Why not 🟢 Confirmed?

H7's within-data evidence is operationally complete: the architecture × k × regime matrix (AN-035) shows the trade-off envelope across in-sample and temporal-holdout regimes; CV stability (AN-036) confirms the precision estimates are not split-artifacts; and the sequential architecture (AN-034) matches or exceeds joint true positives in the temporal-holdout cell that approximates operational deployment.

But the cost-of-evidence claim is fundamentally about how an agency should deploy resources in a real enforcement environment. The external-validity question is therefore stronger for H7 than for the within-data hypotheses:

  1. Cost calibration is BEC-specific. "83% pool reduction" assumes the cost of recovering bid microdata is high enough to make the trade-off worth taking. In a different procurement environment where bid microdata is cheap (e.g., already integrated with award records), the architecture might be inferior to joint scoring even at higher microdata cost. The relative cost structure differs across jurisdictions.

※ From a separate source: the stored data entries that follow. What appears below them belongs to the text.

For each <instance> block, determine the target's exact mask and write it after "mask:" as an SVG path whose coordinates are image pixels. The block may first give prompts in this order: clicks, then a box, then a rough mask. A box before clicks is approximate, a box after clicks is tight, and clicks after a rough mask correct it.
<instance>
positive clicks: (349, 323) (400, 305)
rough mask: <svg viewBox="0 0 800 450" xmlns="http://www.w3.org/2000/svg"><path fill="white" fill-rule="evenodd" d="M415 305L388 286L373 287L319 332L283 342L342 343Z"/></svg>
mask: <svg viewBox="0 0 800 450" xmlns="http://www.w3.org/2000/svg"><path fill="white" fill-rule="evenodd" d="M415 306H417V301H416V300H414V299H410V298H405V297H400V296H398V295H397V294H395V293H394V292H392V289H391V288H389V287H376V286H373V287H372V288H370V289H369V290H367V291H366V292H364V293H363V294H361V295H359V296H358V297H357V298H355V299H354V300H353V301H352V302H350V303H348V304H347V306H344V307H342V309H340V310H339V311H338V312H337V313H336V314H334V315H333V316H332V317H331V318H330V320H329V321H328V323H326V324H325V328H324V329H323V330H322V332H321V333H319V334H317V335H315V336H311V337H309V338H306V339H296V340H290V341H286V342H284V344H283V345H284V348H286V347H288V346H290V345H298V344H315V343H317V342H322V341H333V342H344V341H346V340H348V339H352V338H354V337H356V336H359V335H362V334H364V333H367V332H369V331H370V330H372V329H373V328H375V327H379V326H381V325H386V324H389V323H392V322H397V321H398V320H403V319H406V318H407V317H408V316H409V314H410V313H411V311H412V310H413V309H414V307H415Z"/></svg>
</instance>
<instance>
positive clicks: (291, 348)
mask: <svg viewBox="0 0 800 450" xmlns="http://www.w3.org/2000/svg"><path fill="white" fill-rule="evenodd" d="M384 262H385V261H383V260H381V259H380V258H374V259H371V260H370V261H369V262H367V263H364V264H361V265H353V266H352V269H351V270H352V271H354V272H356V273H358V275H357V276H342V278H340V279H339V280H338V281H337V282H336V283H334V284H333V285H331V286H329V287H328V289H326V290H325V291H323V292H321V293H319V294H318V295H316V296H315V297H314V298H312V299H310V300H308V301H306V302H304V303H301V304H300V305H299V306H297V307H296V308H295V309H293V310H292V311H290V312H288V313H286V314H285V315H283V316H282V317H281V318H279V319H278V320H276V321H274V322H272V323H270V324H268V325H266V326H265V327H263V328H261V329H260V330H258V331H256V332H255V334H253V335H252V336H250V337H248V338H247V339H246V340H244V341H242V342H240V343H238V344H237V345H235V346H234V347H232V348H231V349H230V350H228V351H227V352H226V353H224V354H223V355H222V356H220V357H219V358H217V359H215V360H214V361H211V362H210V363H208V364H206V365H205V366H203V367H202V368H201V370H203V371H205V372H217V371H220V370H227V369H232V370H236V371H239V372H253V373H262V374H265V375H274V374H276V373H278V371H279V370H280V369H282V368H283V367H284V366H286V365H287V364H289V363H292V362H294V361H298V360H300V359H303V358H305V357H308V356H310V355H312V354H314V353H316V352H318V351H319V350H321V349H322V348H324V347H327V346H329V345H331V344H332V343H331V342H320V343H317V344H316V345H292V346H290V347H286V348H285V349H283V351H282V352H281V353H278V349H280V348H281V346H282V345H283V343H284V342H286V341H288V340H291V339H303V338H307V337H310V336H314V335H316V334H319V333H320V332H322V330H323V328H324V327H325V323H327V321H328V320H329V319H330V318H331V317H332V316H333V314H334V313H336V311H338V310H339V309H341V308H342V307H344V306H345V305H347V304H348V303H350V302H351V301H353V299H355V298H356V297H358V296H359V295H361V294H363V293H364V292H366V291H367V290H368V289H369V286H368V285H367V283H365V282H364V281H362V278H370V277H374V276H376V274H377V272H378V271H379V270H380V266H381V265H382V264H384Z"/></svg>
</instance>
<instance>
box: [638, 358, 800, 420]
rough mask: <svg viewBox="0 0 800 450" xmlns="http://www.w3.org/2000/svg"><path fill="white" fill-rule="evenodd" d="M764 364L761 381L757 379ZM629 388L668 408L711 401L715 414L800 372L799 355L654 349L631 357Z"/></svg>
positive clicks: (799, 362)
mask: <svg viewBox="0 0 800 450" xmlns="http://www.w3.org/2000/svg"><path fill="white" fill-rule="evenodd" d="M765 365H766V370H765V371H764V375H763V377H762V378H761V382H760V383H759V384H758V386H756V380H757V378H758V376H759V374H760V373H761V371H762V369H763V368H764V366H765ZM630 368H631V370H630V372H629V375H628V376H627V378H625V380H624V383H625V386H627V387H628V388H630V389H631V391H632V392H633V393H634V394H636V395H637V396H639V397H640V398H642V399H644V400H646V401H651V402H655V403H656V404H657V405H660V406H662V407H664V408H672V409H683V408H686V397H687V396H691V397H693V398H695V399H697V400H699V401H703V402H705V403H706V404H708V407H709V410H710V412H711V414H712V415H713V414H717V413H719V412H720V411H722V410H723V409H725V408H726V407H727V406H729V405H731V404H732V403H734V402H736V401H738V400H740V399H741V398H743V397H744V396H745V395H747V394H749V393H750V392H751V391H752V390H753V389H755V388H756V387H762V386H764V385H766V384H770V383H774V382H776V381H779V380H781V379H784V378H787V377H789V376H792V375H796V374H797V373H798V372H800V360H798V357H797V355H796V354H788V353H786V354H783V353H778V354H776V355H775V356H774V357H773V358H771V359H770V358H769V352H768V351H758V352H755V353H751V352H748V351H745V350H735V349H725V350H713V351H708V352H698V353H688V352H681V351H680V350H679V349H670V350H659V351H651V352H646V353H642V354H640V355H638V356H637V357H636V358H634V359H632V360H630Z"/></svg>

  2. CADE adjudication shapes the labeled set. The 131/193 cobidder recovery is anchored on CADE's adjudication choices. The sequential architecture's advantage at k=1,000 depends on the specific distribution of cobidders in the FL ranking. A different cartel- detection authority with a different selection function might produce a different operational envelope.

  3. Architecture transfer is empirically untested. The literature on procurement-cartel screening (Imhof, Wallimann, Huber, Conley-Decarolis) uses different cost-of-evidence structures and different operational metrics; no published replication of the FL → Imhof sequential architecture exists on non-BEC data.

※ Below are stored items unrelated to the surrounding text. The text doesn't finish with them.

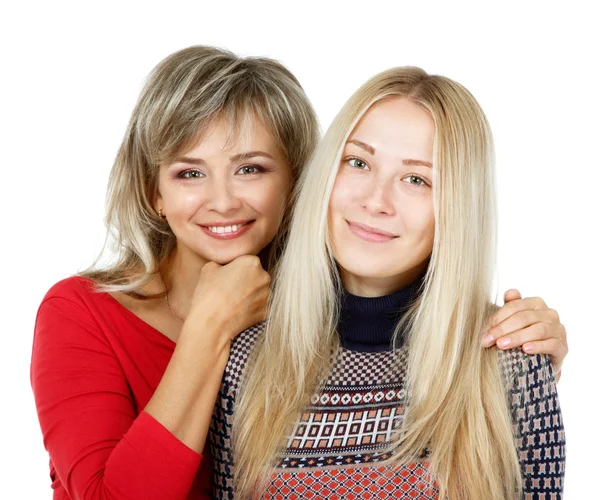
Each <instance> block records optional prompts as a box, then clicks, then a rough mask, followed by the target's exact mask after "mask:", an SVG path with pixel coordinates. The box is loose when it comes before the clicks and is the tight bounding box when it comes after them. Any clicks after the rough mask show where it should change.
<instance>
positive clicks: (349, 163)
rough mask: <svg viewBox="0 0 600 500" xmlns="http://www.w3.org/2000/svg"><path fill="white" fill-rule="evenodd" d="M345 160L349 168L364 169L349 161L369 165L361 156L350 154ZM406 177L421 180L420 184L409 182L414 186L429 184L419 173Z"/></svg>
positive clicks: (360, 169) (356, 169)
mask: <svg viewBox="0 0 600 500" xmlns="http://www.w3.org/2000/svg"><path fill="white" fill-rule="evenodd" d="M345 161H346V163H348V165H350V167H351V168H354V169H356V170H366V169H365V168H359V167H355V166H353V165H352V164H351V163H350V162H351V161H359V162H361V163H364V164H365V166H366V167H369V164H368V163H367V162H366V161H365V160H363V159H361V158H357V157H355V156H351V157H349V158H346V160H345ZM406 178H410V179H419V180H420V181H421V183H420V184H416V183H414V182H409V183H408V184H412V185H414V186H419V187H421V186H429V184H428V183H427V181H426V180H425V179H423V177H421V176H419V175H414V174H411V175H409V176H407V177H404V179H406ZM404 179H403V180H404Z"/></svg>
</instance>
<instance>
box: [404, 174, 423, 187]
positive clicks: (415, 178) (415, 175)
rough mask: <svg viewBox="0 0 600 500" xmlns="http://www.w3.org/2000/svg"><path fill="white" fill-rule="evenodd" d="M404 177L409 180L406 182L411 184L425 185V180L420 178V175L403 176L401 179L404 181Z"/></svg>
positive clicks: (419, 185) (416, 185)
mask: <svg viewBox="0 0 600 500" xmlns="http://www.w3.org/2000/svg"><path fill="white" fill-rule="evenodd" d="M406 179H408V180H409V181H408V184H413V185H415V186H426V185H427V182H425V180H424V179H422V178H421V177H419V176H418V175H409V176H408V177H405V178H404V179H402V180H403V181H405V182H406Z"/></svg>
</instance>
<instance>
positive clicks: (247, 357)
mask: <svg viewBox="0 0 600 500" xmlns="http://www.w3.org/2000/svg"><path fill="white" fill-rule="evenodd" d="M264 325H265V324H264V322H263V323H258V324H257V325H254V326H251V327H250V328H248V329H247V330H244V331H243V332H242V333H240V334H239V335H238V336H237V337H236V338H235V339H233V342H232V344H231V351H230V355H229V361H228V362H227V367H226V368H225V380H226V381H227V382H229V383H232V384H234V385H235V386H237V385H238V384H239V381H240V379H241V376H242V373H243V371H244V369H245V368H246V365H247V363H248V358H249V357H250V353H251V352H252V349H253V348H254V346H255V345H256V342H257V340H258V337H259V335H260V334H261V333H262V331H263V328H264Z"/></svg>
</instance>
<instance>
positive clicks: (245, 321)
mask: <svg viewBox="0 0 600 500" xmlns="http://www.w3.org/2000/svg"><path fill="white" fill-rule="evenodd" d="M236 261H237V262H236ZM236 261H234V262H232V263H231V264H229V265H227V266H218V265H216V264H215V265H212V266H209V265H207V266H205V268H206V271H205V270H204V269H203V271H202V273H201V279H200V281H199V283H198V287H197V289H196V294H195V296H194V301H193V306H192V309H191V311H190V314H189V316H188V318H187V319H186V321H185V324H184V326H183V328H182V331H181V333H180V337H179V340H178V343H177V347H176V348H175V351H174V353H173V356H172V358H171V361H170V363H169V365H168V366H167V369H166V371H165V373H164V375H163V377H162V379H161V381H160V383H159V385H158V387H157V389H156V391H155V393H154V395H153V396H152V398H151V399H150V401H149V403H148V405H147V406H146V408H145V410H144V411H143V412H142V413H141V414H140V415H139V417H136V411H135V406H134V402H133V401H132V397H131V395H130V392H129V387H128V384H127V381H126V380H125V376H124V374H123V372H122V370H121V367H120V365H119V363H118V360H117V358H116V356H115V355H114V352H113V350H112V348H111V346H110V345H109V344H108V342H107V341H106V339H105V338H104V337H103V334H102V332H101V331H100V329H99V328H98V325H97V324H96V323H95V321H94V319H93V317H92V316H91V314H90V313H89V312H88V311H87V310H86V308H85V305H84V304H77V303H74V302H73V301H71V300H69V299H65V298H59V297H55V298H51V299H49V300H46V301H45V302H44V303H43V304H42V306H41V307H40V311H39V314H38V321H37V324H36V333H35V340H34V350H33V357H32V371H31V375H32V385H33V389H34V394H35V397H36V405H37V409H38V416H39V419H40V424H41V427H42V432H43V434H44V443H45V445H46V448H47V450H48V452H49V453H50V458H51V460H52V462H53V464H54V466H55V468H56V471H57V474H58V476H59V478H60V480H61V482H62V484H63V485H64V486H65V488H66V489H67V492H68V493H69V496H70V497H71V498H72V499H73V500H75V499H135V500H137V499H141V498H143V499H154V498H156V499H164V500H176V499H185V498H187V495H188V494H189V490H190V488H191V486H192V482H193V480H194V477H195V474H196V471H197V469H198V466H199V463H200V455H199V452H200V451H201V450H202V449H203V448H204V443H205V440H206V435H207V432H208V427H209V424H210V417H211V415H212V412H213V406H214V402H215V399H216V395H217V392H218V390H219V387H220V383H221V376H222V374H223V370H224V368H225V365H226V362H227V358H228V355H229V347H230V344H231V339H232V338H233V337H234V336H235V335H236V334H237V333H238V332H239V331H241V330H243V329H244V328H246V327H247V326H250V325H251V324H253V323H255V322H258V321H260V320H262V319H263V318H264V314H265V306H266V301H267V298H268V284H269V278H268V274H267V273H266V272H265V271H264V270H263V269H262V268H261V267H260V263H259V261H258V258H256V257H247V258H240V259H236Z"/></svg>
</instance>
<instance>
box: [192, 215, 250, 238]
mask: <svg viewBox="0 0 600 500" xmlns="http://www.w3.org/2000/svg"><path fill="white" fill-rule="evenodd" d="M254 222H255V221H254V220H232V221H227V222H210V223H208V224H198V225H199V226H200V229H202V231H204V234H207V235H208V236H210V237H211V238H214V239H216V240H233V239H235V238H239V237H240V236H242V235H243V234H244V233H246V232H247V231H248V230H249V229H250V228H251V227H252V225H253V224H254ZM238 224H242V227H240V228H239V229H238V230H237V231H234V232H232V233H213V232H212V231H211V230H210V229H208V228H209V227H226V226H236V225H238Z"/></svg>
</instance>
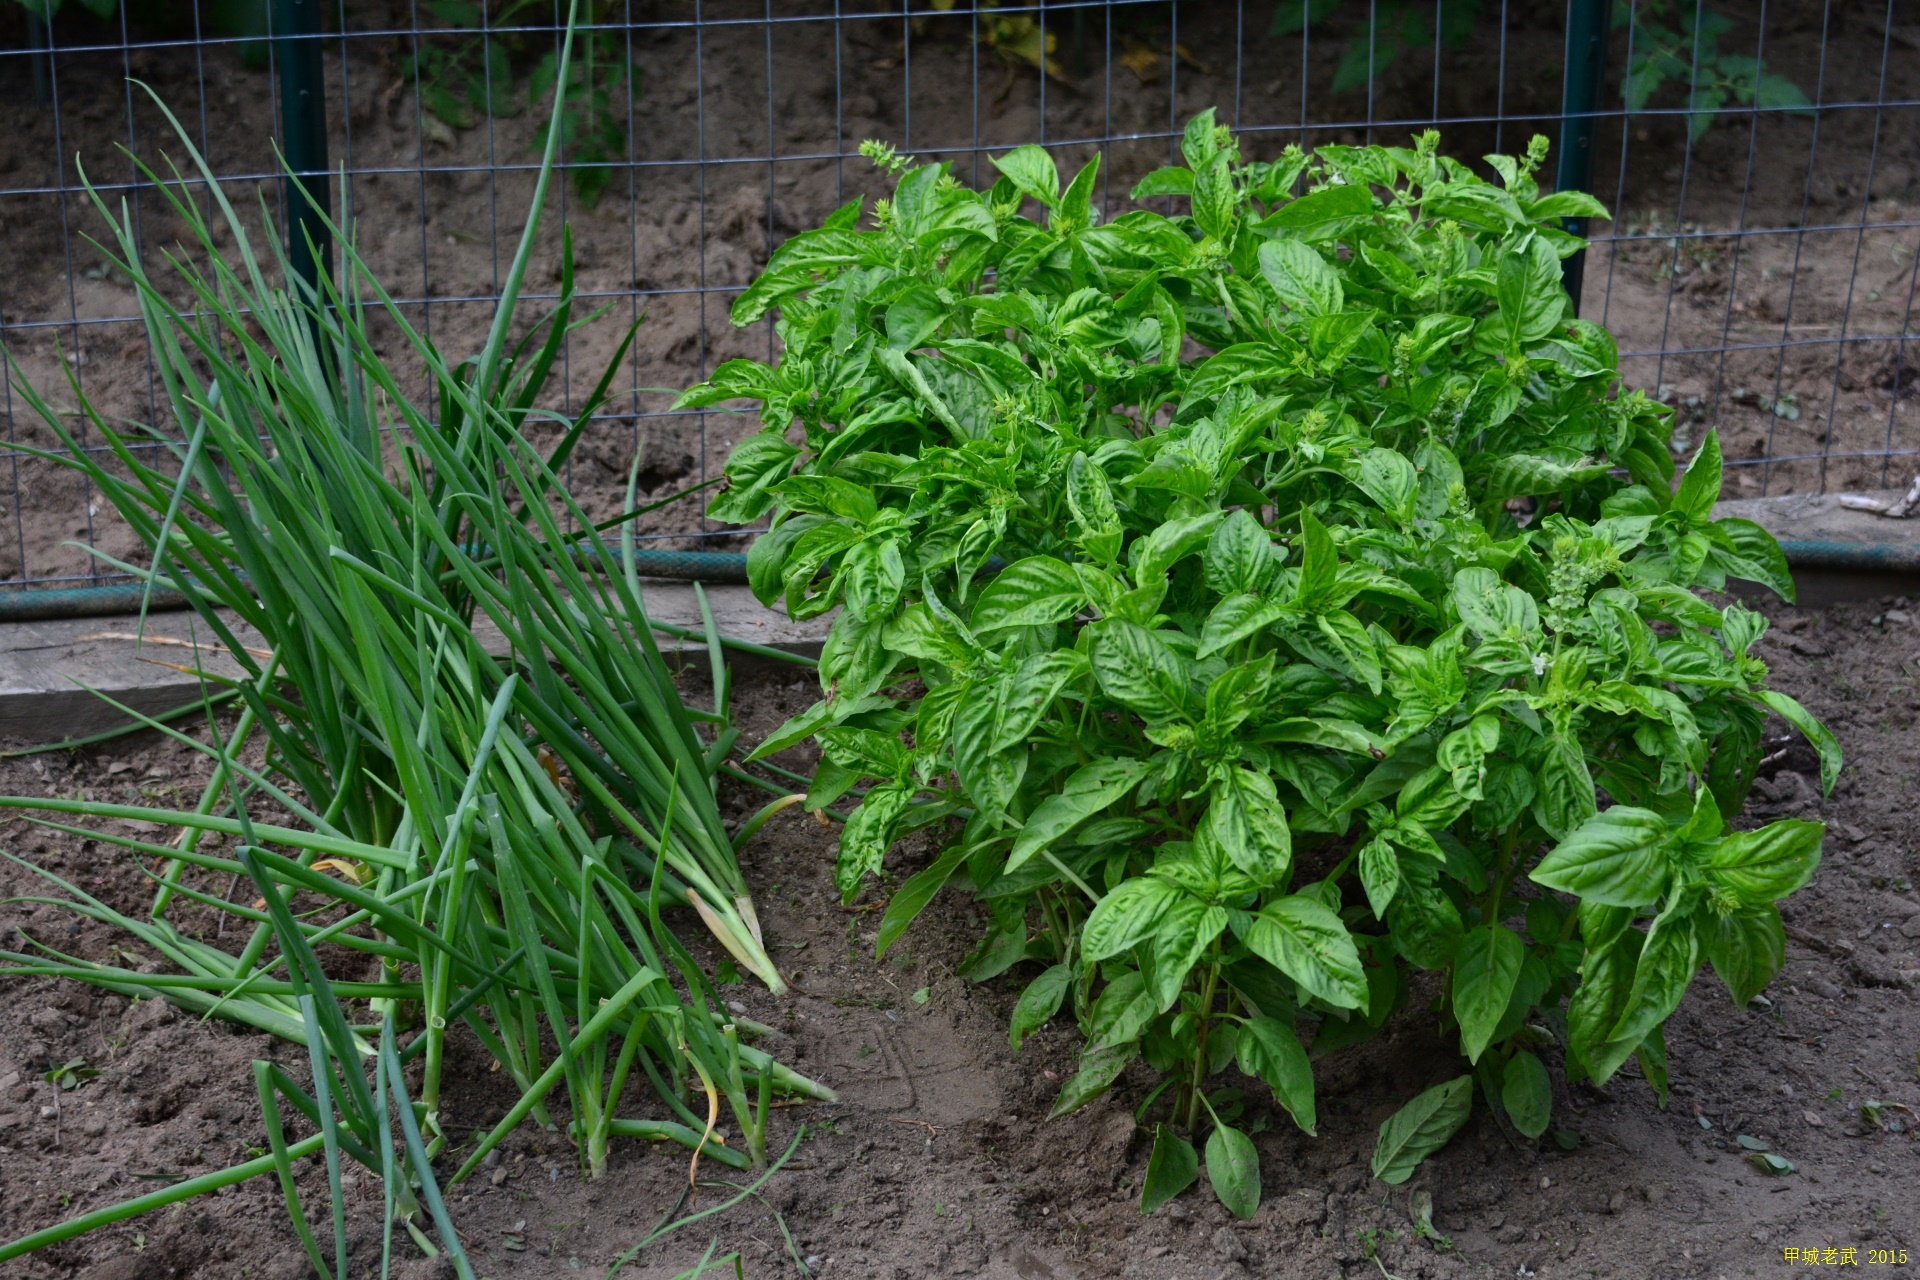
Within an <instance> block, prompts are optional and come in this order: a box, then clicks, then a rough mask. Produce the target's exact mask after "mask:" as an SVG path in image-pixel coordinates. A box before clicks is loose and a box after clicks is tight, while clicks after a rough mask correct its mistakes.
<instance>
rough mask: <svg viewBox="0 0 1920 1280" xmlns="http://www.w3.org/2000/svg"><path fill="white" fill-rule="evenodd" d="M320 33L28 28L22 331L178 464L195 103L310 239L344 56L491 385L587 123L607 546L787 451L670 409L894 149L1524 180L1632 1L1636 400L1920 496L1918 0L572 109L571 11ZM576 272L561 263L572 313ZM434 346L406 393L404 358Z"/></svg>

Promotion to 🟢 requires deploying the sequential architecture on a non-BEC procurement panel and confirming the trade-off envelope. The strongest candidate is ComprasNet federal with CADE's federal-level adjudications, which would replicate within the same legal system but on a different procurement platform. Until that exists, H7 stays at Partial (strongly supported), consistent with the project-wide rule documented in findings/index.md.